Bombenangriff (2)  Hölle und Donner brechen los. Erst schießt die Flak. Grollend aus hundert Rohren. Dann schweigt sie still. Minutenlang hören wir vor angespanntem Lauschen nichts als das Keuchen unseres Atems. Dann heult es auf. Als pfiffe eine Sirene dicht hinter der Mauer. Huuuiiii! »Bomben!« stößt Andrik hervor. »Bomben über uns!« Wir sinken in die Knie. Wie reuige Sünder rutschen wir über den Fußboden. Dem Pfosten entgegen, der als einziger die Mauern des Hauses trägt. Huuuiiii! Fensterscheiben spritzen um uns herum. Schwarzgraue Staubmassen wirbeln durch die Luft. Rauch, Flammen, schwefelgelber Dunst. Andrik hält mich mit beiden Armen umklammert. Zwischen meinen Knien hockt Heike wie ein verängstigtes Vögelchen. »Heilige Maria? bitt für uns!« lallt es aus einer Ecke. Wir würgen, wir husten. Rechts brennt es, links brennt es. Von allen Seiten regnet es Feuer. Die Zeit steht still. Die Ewigkeit hat begonnen. Ein furchtbarer Knall. »Erbarm dich«, kreischt eine Frauenstimme. Steine kollern. Der Sturm drückt einen Wirbel von Funken durch die zersplitterten Fenster. Krampfhaft ringt Heike nach Luft. »Nimm ein Tuch vor den Mund!« rufe ich ihr zu. Wir liegen auf den Knien. Eine Stunde - zwei Stunden - drei Stunden. Sechzehn Minuten nach drei ist der Spuk zu Ende. Die Woh­nung mit Trümmern übersät. Wie brennende Segel bauschen sich die Gardinen im Feuersturm. Auf einer Matratze im Keller liegt Heike. Mit blauen Lippen und schlotternden Gliedern. »Mir ist so schlecht«, stöhnt sie. »So unbeschreiblich schlecht.« Ich fühle ihren Puls. Er jagt und zögert, hastet und stockt. »Rauchvergiftung«, sagt Andrik. Seine Stimme klingt barsch vor Sorge. »Hast du kein Herzmittel?« — »Nichts. Nur ein paar Stückchen Zucker.« — »Gib!« Hastig stopft er sie Heike in den Mund. — »Es wird mir schon besser«, lächelt sie dankbar. Bis zum Morgen stehen wir Brandwache. Funken löschen, Hausrat bergen. Treppauf, treppab. Treppab, treppauf.
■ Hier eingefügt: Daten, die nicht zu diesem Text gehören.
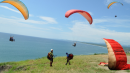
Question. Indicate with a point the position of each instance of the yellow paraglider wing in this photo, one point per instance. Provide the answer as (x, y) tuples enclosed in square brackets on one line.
[(20, 6)]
Der Morgen kommt langsam. Läßt endlos auf sich warten. »Ob es in den anderen Stadtteilen ebenso aussieht?« Wir sehen nichts als Feuer. Sobald es hell wird, werden wir zusammen­packen, das Allernötigste — und uns auf den Weg machen. Heraus ... irgendwohin ... nur heraus aus dem Grauen! Aus diesem schwefelgelben Feuermeer. »In Hamburg sind sie nach vier Stunden wiedergekommen«, sagt jemand neben uns. Der Morgen ist da. Das heißt, es ist kein richtiger Morgen. Nur die Uhr zeigt an, daß es Tag sein muß. Wir sehen den Himmel nicht. Wir sehen die Sonne nicht. Wir sehen nur Rauch, schwarzwirbelnde Dunstmassen und die Riesenfackeln der brennenden Häuser. Durch die Albrechtstraße wälzt sich ein Flüchtlingsstrom. Über tausend Menschen stehen wie eine Mauer vor dem verschlossenen Gitter des Bahnhofseingangs. Einzeln werden sie bei jeder neuen Zugankunft durchgeschleust. Die Stunden rinnen. Zentimeterweise schiebt sich die Menge vorwärts. Schrillt nicht schon wieder die Sirene? Konmt ein neuer Alarm? Endlich sind wir auf dem Bahnsteig. Der Zug fährt ein. Wie Trauben hängen die Menschen aus den Türen. Hinein, was noch irgend hineingeht. Man drückt, man quetscht, von hinten pressen sie nach. Gottlob, wir sind im Wagen, wenn auch nur mit der Kante einer Fußsohle. Wer mit uns fährt, kommt aus der gleichen Hölle wie wir. Verrußt, verschmiert und tödlich erschrocken. - Ruth Andreas-Friedrich, Der Schattenmann. Tagebuchaufzeichnungen 1938-1945 Frankfurt am Main 1987 (zuerst 1947)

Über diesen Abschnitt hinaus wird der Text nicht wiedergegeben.